Compare Hardware Specifications
| GH200 | H100 | |
|---|---|---|
| GPU Type | GH200 | H100 |
| VRAM per GPU | 96 GB | 80 GB |
| Manufacturer | NVIDIA | NVIDIA |
| Architecture | Hopper | Hopper |
| Interconnect | NVLink-C2C | PCIe Gen5 or SXM5 |
| Memory Bandwidth | 4 TB/s or 4.9 TB/s | 3.35 TB/s |
| FP16 TFLOPS | 267.6 TFLOPS (4:1) | 267.6 TFLOPS (4:1) |
| CUDA Cores | 16896 | 16896 |
| Tensor Cores | 528 (4th Gen) | 528 (4th Gen) |
| Base Clock | 1500 MHz | 1365 MHz |
| Boost Clock | 1980 MHz | 1785 MHz |
| TDP | 900W-1000W | 350-700W |
| Process Node | TSMC 4N | TSMC 4N |
| Data Formats | FP8, INT8, BF16, FP16, TF32, FP32, FP64 | FP8, INT8, BF16, FP16, TF32, FP32, FP64 |
Compare Average On-Demand Pricing
| GH200 | H100 | |
|---|---|---|
| 1 GPU | $2.86 /hr | $2.85 /hr |
| 2 GPUs | N/A | $5.19 /hr |
| 4 GPUs | N/A | $9.79 /hr |
| 8 GPUs | N/A | $19.35 /hr |
Frequently Asked Questions: GH200 vs H100
The main differences are VRAM (96 GB vs 80 GB).

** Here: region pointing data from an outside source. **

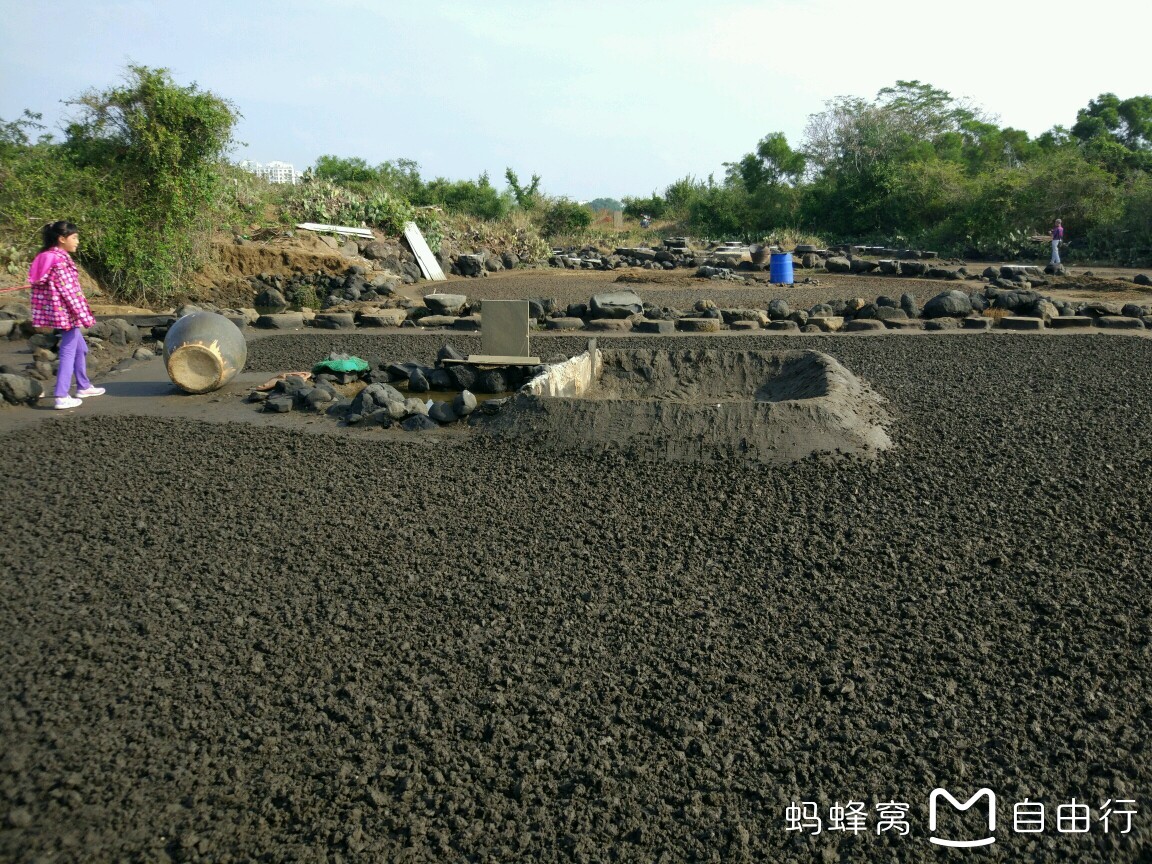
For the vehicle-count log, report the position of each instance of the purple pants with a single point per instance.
(73, 361)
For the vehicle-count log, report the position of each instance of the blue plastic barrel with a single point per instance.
(780, 268)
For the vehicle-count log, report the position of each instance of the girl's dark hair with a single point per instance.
(53, 232)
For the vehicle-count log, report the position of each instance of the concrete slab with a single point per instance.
(506, 327)
(976, 324)
(563, 324)
(611, 324)
(698, 325)
(1016, 323)
(1071, 321)
(1115, 321)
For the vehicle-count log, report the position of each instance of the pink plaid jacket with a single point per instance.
(58, 301)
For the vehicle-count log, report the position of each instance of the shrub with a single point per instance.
(563, 217)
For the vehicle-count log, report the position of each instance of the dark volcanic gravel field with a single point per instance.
(234, 643)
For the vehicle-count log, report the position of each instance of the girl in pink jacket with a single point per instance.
(59, 302)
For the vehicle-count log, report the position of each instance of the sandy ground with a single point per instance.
(679, 289)
(233, 636)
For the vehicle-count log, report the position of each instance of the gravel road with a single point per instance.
(232, 643)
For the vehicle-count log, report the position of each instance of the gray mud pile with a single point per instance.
(706, 404)
(234, 643)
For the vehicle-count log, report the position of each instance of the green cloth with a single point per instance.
(340, 363)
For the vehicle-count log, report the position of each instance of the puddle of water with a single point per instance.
(350, 389)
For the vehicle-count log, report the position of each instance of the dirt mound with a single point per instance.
(709, 404)
(224, 279)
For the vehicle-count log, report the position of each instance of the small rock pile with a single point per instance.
(378, 400)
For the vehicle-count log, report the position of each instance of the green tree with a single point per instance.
(154, 149)
(528, 197)
(605, 204)
(343, 171)
(563, 217)
(474, 197)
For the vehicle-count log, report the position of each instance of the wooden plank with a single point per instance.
(336, 229)
(424, 257)
(494, 360)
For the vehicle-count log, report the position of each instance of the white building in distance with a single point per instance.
(273, 172)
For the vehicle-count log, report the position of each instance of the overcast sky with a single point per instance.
(600, 99)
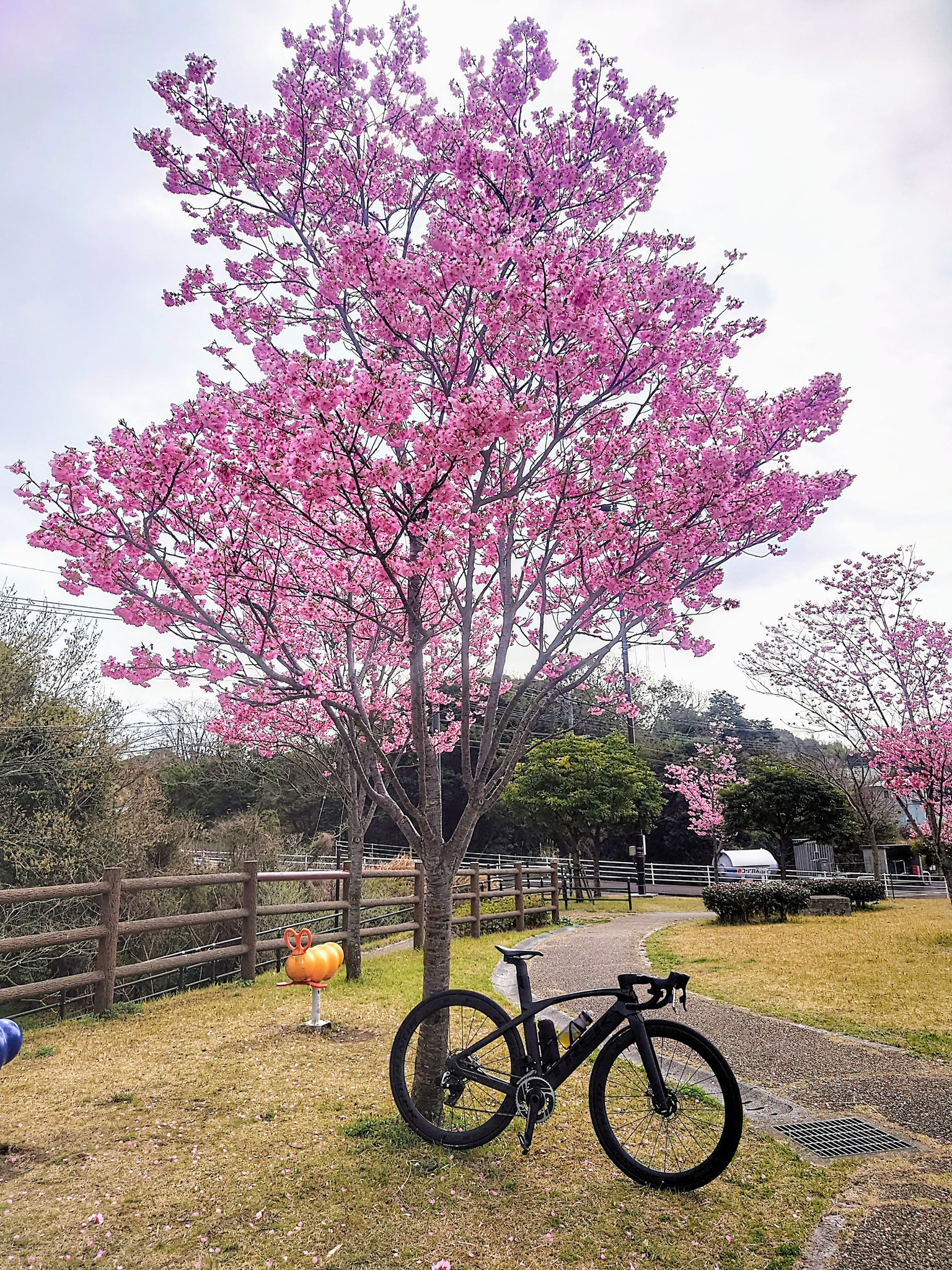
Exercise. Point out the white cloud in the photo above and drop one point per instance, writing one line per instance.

The GH200 is generally better for large language model training due to its higher throughput and 96 GB of VRAM, which allows fitting larger models or larger batch sizes in a single pass. For smaller models or fine-tuning tasks where cost matters more, both GPUs can be effective.
On Shadeform, the GH200 is available from $1.49/hr. The H100 starts from $1.66/hr. Prices vary by provider, region, and contract length. Reserved commitments can reduce hourly costs significantly compared to on-demand pricing.
The GH200 has more VRAM at 96 GB, compared to 80 GB on the H100. Higher VRAM allows you to run larger models without quantization, use longer context windows, and process larger batch sizes — all of which improve throughput and reduce latency for memory-bound workloads.
Based on TFLOPS per dollar, the GH200 offers better raw compute value at current Shadeform on-demand rates. However, the best choice depends on your specific workload — if you need the extra VRAM or throughput of the H100, paying the premium may be justified by faster job completion and lower total cost.
The H100 is currently available across 13 cloud providers on Shadeform's network, compared to 2 for the GH200. Shadeform lets you deploy either GPU across all available providers from a single platform, so you can always find available capacity without manually checking each cloud.
Mixing different GPU types in a single training cluster is generally not recommended, as it creates performance bottlenecks where faster GPUs wait for slower ones. For best results, use a homogeneous cluster of either GH200 or H100. Shadeform supports on-demand clusters of up to 64 GPUs of the same type with no commitment required.
Explore GH200 & H100 Instances
Browse available instances with GH200 and H100 GPUs. Filter by provider, availability, and more to find the perfect instance for your needs.
Explore more GPU comparisons
Select any two GPUs to compare their specifications and explore pricing across providers.